WRITTEN QUESTION P-2431/97 by Edouard des Places (I-EDN) to the Commission (8 July 1997)

Subject: Authorization to place plant protection products on the market

In the light of the judgment of the Court of Justice of 12 November 1996 in Case C-201/94 on pharmaceutical products, where the competent authority of a Member State possesses evidence that a proprietary plant protection product with an authorization to market in another Member State and a proprietary plant protection product for which it has already issued a marketing authorization are manufactured by the same company or by its licensees, and that those two products, though not absolutely identical, have at least been manufactured according to the same formula and using the same active ingredient and that, furthermore, they have the same physical and chemical effects, must that authority, unless considerations such as the effective protection of human life and health militate against it, grant that marketing authorization to the imported plant protection product?

Supplementary answer given by Mr Fischler on behalf of the Commission (7 November 1997)

Directive 91/414/EEC of 15 July 1991 concerning the placing of plant protection products on the market ((OJ L 230, 19.8.1991. )) requires Member States to prescribe that plant protection products may not be placed on the market and used in their territory unless they have authorized the product.

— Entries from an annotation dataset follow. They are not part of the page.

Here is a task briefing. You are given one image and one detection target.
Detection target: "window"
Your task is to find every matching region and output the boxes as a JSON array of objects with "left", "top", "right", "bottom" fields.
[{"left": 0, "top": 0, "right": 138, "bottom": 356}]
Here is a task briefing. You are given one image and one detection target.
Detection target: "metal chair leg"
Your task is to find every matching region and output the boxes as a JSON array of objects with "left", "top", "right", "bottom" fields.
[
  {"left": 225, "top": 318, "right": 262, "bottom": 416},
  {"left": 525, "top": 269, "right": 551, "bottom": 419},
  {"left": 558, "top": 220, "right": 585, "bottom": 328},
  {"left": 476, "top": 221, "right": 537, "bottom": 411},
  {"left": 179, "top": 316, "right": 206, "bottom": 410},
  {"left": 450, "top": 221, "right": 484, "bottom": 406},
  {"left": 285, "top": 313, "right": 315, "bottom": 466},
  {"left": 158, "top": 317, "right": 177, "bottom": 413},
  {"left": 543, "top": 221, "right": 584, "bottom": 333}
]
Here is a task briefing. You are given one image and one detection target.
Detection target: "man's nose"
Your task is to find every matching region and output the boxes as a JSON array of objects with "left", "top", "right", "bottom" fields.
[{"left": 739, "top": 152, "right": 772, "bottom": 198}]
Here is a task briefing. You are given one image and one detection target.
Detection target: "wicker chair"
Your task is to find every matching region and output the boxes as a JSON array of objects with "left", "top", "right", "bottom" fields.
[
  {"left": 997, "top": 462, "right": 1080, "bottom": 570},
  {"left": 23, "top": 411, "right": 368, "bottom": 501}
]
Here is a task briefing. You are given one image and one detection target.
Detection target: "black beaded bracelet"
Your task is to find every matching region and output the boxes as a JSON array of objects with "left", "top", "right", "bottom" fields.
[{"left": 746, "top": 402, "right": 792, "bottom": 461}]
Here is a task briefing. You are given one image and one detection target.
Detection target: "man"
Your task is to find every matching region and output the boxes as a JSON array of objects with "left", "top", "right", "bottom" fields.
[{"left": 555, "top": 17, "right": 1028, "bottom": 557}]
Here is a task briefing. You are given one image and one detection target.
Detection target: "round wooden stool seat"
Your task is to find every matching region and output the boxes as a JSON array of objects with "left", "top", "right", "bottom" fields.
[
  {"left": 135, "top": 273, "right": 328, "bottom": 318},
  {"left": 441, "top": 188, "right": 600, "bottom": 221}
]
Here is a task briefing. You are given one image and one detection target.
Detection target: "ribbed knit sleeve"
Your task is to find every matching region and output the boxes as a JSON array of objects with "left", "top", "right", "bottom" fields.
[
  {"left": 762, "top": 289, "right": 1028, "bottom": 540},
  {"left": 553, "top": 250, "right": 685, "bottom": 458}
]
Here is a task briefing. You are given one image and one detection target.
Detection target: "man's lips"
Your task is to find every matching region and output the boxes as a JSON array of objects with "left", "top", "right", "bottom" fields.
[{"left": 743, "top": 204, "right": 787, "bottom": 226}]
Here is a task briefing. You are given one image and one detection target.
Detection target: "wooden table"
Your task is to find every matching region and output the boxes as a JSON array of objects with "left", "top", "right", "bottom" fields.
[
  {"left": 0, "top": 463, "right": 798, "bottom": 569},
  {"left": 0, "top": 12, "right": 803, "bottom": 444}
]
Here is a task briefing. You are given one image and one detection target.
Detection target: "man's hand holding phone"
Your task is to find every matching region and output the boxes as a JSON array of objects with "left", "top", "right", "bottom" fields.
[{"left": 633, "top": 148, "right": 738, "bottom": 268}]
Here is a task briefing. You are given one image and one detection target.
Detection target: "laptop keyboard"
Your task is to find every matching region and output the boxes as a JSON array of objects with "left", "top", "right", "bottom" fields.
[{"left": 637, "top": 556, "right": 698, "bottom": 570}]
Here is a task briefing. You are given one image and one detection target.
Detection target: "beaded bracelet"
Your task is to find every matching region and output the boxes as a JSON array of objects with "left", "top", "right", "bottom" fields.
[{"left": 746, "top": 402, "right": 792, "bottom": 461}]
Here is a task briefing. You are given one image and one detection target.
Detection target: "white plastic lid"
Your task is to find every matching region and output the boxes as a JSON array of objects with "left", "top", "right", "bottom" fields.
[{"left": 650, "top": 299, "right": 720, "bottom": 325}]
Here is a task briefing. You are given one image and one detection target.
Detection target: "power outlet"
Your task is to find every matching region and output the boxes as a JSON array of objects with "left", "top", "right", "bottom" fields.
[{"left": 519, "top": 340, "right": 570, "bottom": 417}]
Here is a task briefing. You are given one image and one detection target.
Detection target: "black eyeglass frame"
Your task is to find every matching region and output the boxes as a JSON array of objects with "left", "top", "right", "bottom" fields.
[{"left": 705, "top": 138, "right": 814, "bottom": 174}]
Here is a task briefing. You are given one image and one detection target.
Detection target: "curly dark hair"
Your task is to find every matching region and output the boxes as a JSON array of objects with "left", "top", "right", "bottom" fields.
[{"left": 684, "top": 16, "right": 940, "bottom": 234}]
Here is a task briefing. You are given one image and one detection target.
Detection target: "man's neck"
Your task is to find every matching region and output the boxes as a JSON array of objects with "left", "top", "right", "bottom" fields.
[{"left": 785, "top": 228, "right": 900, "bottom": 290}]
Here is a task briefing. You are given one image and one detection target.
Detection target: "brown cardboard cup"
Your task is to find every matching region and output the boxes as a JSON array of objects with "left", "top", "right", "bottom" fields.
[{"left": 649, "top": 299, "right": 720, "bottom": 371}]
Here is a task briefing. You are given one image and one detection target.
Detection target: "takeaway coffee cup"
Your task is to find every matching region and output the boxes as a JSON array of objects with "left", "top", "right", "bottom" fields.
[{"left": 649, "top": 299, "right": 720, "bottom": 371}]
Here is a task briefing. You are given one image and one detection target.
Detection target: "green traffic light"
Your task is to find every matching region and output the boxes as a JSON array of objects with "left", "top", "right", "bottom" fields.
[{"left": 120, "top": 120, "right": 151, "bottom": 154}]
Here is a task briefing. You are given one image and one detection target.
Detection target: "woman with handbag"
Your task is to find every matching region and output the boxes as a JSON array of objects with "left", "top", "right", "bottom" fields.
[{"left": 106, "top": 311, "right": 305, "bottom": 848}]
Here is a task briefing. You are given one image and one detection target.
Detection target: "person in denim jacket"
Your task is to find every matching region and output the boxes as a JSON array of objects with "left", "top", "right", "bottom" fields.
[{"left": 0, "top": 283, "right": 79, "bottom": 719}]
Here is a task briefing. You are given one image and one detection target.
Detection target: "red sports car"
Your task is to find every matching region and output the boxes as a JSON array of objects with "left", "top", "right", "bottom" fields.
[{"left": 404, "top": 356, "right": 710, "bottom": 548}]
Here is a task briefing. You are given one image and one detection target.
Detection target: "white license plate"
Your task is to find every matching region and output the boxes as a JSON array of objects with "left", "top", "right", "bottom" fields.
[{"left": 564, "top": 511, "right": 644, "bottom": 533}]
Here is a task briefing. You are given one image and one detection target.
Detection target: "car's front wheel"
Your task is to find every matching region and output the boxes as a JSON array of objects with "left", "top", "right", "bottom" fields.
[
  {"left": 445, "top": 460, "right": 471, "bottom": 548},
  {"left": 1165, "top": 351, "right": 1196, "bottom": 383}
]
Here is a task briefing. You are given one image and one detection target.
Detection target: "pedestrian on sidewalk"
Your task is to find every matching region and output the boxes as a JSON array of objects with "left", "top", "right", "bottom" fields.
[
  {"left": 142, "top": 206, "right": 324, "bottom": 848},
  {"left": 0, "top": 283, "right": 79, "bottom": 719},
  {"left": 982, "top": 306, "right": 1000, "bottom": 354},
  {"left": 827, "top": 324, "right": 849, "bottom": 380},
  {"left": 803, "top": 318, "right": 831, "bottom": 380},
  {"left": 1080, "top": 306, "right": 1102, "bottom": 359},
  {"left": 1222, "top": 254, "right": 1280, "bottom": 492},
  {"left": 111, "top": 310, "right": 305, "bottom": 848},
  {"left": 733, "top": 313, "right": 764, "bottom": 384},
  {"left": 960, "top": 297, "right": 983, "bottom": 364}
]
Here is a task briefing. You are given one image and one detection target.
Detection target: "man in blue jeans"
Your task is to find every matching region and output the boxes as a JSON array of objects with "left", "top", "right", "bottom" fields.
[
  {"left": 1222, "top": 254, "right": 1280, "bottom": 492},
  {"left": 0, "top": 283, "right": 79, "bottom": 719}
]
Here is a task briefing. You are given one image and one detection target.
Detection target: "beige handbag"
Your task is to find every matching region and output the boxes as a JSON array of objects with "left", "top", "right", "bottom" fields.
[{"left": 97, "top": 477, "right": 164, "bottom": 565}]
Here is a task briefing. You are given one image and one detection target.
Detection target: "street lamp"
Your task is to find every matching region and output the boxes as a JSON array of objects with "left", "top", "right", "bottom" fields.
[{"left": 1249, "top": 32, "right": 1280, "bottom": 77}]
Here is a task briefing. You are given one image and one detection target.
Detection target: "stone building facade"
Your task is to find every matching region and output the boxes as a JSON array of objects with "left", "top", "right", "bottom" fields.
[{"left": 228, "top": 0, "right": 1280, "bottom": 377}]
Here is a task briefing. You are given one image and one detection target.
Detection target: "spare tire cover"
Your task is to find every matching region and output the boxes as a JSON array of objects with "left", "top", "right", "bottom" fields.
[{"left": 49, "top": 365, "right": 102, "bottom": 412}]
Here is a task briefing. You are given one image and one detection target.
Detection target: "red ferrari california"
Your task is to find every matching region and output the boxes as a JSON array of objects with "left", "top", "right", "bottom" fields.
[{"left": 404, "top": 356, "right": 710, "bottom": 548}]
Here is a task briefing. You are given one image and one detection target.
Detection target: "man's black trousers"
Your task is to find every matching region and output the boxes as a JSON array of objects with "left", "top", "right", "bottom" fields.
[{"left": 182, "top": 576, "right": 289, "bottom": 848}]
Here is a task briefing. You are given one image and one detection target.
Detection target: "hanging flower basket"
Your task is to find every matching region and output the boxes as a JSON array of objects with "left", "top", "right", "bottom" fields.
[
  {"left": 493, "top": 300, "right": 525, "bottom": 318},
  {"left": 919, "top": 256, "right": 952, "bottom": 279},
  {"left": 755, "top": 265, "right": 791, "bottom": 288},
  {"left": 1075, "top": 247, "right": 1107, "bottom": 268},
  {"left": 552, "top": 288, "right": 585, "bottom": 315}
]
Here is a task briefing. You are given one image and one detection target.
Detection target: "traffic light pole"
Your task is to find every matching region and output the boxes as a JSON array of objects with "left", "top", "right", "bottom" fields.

In the case of parallel imports of plant protection products, the Commission sees no reason why a solution should not be applied similar to that adopted by the Court of Justice in its judgement of 12 November 1996 in Case C-201/94 Smith & Nephew Pharmaceuticals. This would mean that if a Member State has evidence that a proprietary plant health product authorised for marketing in another Member State and a proprietary plant health product for which it has already granted a marketing authorisation are manufactured by the same company or its licensees, and that these two products, though not absolutely identical, have been manufactured to the same formula using the same active ingredient, that Member State must allow the imported proprietary plant health product to benefit from its marketing authorisation, unless any differences between the two products in question alter the effects of the product in terms of the requirements referred to in Article 4(1)(b) of Directive 91/414/EEC (such as effectiveness, phytotoxicity, effects on health and the environment).

A similar question has been raised in a case currently pending before the Court of Justice (Case C-100/96 The Queen v. Ministry of Agriculture, Fisheries and Food ex parte British Agrochemicals Association Ltd ((OJ C 145, 18.5.1996. ))). The Advocate General gave his conclusions in this case on 2 October 1997. No date has yet been fixed for the Court's judgment.